The United States needs to reevaluate higher education because of high dropout rates, according to a report by the Harvard Graduate School of Education.
The report challenges the presumed need for all young people to go to a four-year college and calls for the development of vocational training for young adults and an increase in career counseling.
“The reason we are failing to prepare so many young people is because we are taking an overly narrow approach to education and youth development,” said William Symonds, project director and primary author of the “Pathways to Prosperity” report.
“While we put a lot of emphasis on sending kids to college, many of them are not successfully completing,” Symonds said.
About 80 percent of freshmen that entered UT in 2004 completed a bachelor’s degree within six years, according to data from the Office of Information Management and Analysis at UT. That number is higher than the national average of 56 percent.
The report challenges the idea that the path to success for young people means attaining a four-year degree, Symonds said.
“We need to offer students multiple pathways to success,” Symonds said. “For some students that would be vocational or career education.
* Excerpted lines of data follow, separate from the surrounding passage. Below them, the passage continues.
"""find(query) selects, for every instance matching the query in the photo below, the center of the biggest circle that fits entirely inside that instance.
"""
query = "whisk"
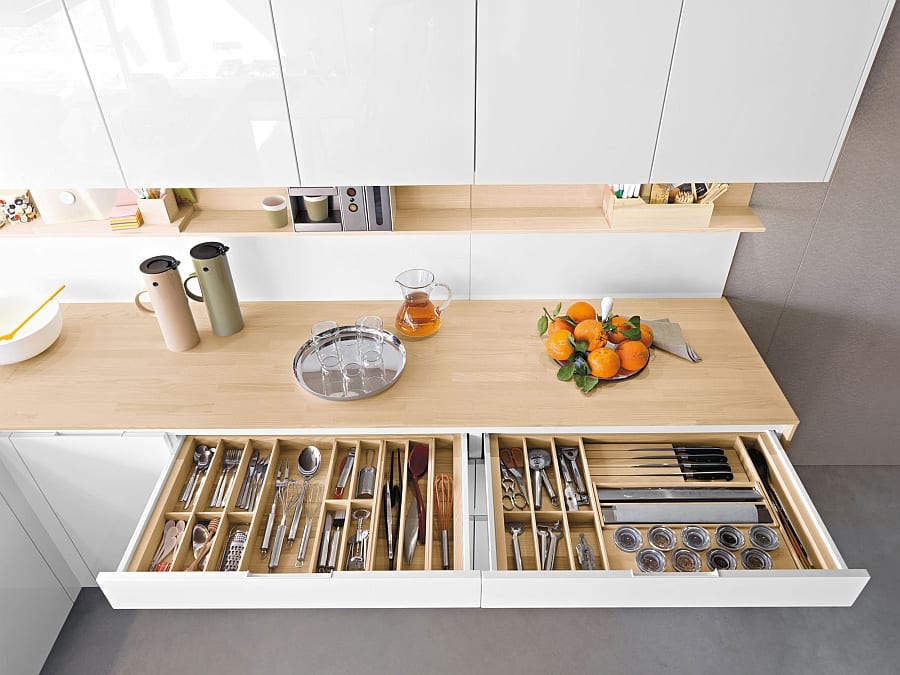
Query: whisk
(313, 495)
(286, 496)
(443, 499)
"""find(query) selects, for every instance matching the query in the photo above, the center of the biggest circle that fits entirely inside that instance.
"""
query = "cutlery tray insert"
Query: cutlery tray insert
(608, 462)
(444, 456)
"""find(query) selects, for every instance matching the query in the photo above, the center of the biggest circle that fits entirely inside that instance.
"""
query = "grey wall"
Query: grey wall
(819, 292)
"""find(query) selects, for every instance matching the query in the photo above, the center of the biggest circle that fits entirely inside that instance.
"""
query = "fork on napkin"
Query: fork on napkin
(667, 336)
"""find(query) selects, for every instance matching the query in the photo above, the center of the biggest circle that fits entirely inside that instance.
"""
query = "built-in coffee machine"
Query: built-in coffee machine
(352, 208)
We’re suggesting we need to raise the quality.”
Symonds said because of the increasing failure to prepare young people for future success, both high schools and colleges need to put more emphasis on career counseling, helping students decide what they want to do and how to best achieve it.
According to the study, positions that were once suitable for people with a high school diploma or less in 1973 made up 72 percent of the job pool. By 2007, that number had shrunk to 41 percent, with a rising need for workers who have some college experience but not necessarily a degree.
Almost 30 percent of workers with licenses or certificates, which require less education than an associate’s degree, were earning more than people with bachelor’s degrees, according to the report.
Mike Midgley, vice president of instruction at Austin Community College, said many jobs once available directly from high school now have more advanced technical requirements and additional training is required to prepare students.
“What’s driving that shift is this evolving level of technology,” Midgley said. “You are getting into the zone when you simply can’t do these jobs anymore without an ability to work with technology.”